Emerging Investigator Series: Vaughn Mangal

Vaughn Mangal is an Assistant Professor of Chemistry at Brock University in St Catharines, Ontario, Canada. Vaughn graduated in biochemistry and molecular biology in 2013 from Trent University in Canada where he remained for his PhD in environmental science under the supervision of Drs. Celine Gueguen and Alexandre Poulain. During his PhD, he received an NSERC postgraduate scholarship and the W. Garfield Weston Scholarship for his research on contaminant transport in northern aquatic ecosystems. During his PhD, he also patented 2 technologies that use algae to remediate metals from contaminated water sources. After graduating with his PhD in 2019, Vaughn was an NSERC postdoctoral fellow with Dr. Carl Mitchell at the University of Toronto Scarborough for two years. Vaughn uses his background in biochemistry and environmental science coupled with training in mass spectrometry to study the molecular biogeochemistry of organic matter and its implications for contaminant transport.  Since July 2022, Vaughn has established an active research program with field and lab components, looking at relationships between contaminant transport, human disturbances, and organic matter. At Brock, Vaughn teaches analytical chemistry, environmental chemistry, and quantitative chemical analysis courses.

Read Vaughn’s Emerging Investigator Series article “Impacts of land use on dissolved organic matter quality in agricultural watersheds: a molecular perspective” and read more about him in the interview below:

Your Emerging Investigator Series paper uses ultra high resolution mass spectrometry to study the molecular composition of dissolved organic matter (DOM) in agricultural watersheds to better understand land use impacts. I see that you also recently published another paper in ESPI on DOM in Canadian boreal forest streams. Thank you for choosing our journal! How did your research evolve from your very first publication to your more recent articles?

During my graduate studies, I had the opportunity to develop my interest in analytical chemistry and explore new strategies for solving environmental questions about organic carbon and contaminants.
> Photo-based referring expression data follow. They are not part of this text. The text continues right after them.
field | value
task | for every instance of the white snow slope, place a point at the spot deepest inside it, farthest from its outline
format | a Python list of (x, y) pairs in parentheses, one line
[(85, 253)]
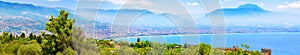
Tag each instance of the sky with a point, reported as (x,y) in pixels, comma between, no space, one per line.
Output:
(193,6)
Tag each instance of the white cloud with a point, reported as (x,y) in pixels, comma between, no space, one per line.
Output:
(295,4)
(192,4)
(226,1)
(52,0)
(130,2)
(259,4)
(116,1)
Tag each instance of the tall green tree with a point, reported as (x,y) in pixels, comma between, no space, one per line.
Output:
(61,26)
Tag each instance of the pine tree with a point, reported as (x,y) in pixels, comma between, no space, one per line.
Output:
(61,26)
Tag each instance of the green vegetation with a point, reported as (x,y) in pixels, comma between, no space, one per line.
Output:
(63,40)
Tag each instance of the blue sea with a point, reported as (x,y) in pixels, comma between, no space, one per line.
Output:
(283,43)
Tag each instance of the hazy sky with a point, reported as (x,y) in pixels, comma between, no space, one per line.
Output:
(194,6)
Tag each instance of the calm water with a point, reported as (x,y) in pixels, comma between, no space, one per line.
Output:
(280,43)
I published my first first-authored publication during the early years of my PhD in 2015 at Trent University, where I used a combination of fluorescent tagging and field flow fractionation to simultaneously separate, identify, and quantify sulphur species released from algae and sulphur-containing molecules in Canadian sub-arctic watersheds. I continued researching how contaminants are mobilized during the spring thaw of these large watersheds in northern Canada. My experience in biochemistry and molecular biology also allowed for a deeper investigation of how microorganisms like bacteria and algae respond to contaminant exposure and the implications for how microorganisms uptake metals like mercury and cadmium with increasing human disturbances. During my postdoctoral studies at the University of Toronto, I became very interested in the effects of forest harvesting on mercury biogeochemistry in Canadian forests and how industries can help refine their management practices to reduce mercury transport. My recent contributions build on my PhD research by focusing on how environmental factors influence the molecular properties of dissolved organic carbon and the implications of these changes on contaminant transport.

What aspect of your work are you most excited about at the moment?

Since starting my research program at Brock University in 2022, I am very excited to help inspire the next generation of environmental chemists. I am also excited to work with collaborators to help refine management strategies to reduce contaminant transport in Lake Erie watersheds. It’s very promising to see a shift across industries towards achieving more sustainable practices informed by environmental research.

In your opinion, what are the most important questions to be asked/answered in this field of research?

One of the most important research questions is how plastic compounds are changing the natural biogeochemical cycles of carbon in aquatic systems. Not only can microorganisms use decomposed plastics as nutrient sources, but these plastics further complicate the fate and transport of other organic and inorganic contaminants. Developing methods to simultaneously characterize organic carbon and carbon derived from plastic pollution will be key to better understanding these interconnected biogeochemical cycles.

What do you find most challenging about your research?

One of the most challenging questions is how we translate small-scale processes and mechanisms into practical solutions and applications. Designing new analytical workflows and developing new ways to characterize organic carbon and contaminant transport is useful, but relating these mechanisms to complex ecosystems where not all variables can often be controlled is challenging.

In which upcoming conferences or events may our readers meet you?

I will be attending the International Conference for Analytical Sciences and Spectroscopy this year, and plan on attending conferences like the Canadian Geophysical Union (CGU), Canadian Chemistry Conference and Exhibition (CCCE), and Metabolomics 2025.

How do you spend your spare time?

I like spending time with my kids, running, and going for hikes in my spare time. I also enjoy gardening and playing soccer.

Which profession would you choose if you were not a scientist?

If I weren’t a scientist, I would have pursued a career in paramedics or physical therapy.

Can you share one piece of career-related advice or wisdom with other early career scientists?

My advice would be that it’s never too soon to establish your own independent network of collaborators or colleagues. Work on building and maintaining relationships with other academics at conferences or with other labs, as communicating and collaborating with other scientists leads to new ideas. I’d also recommend working on scientific communication skills as effectively communicating your research to non-specialists is extremely important.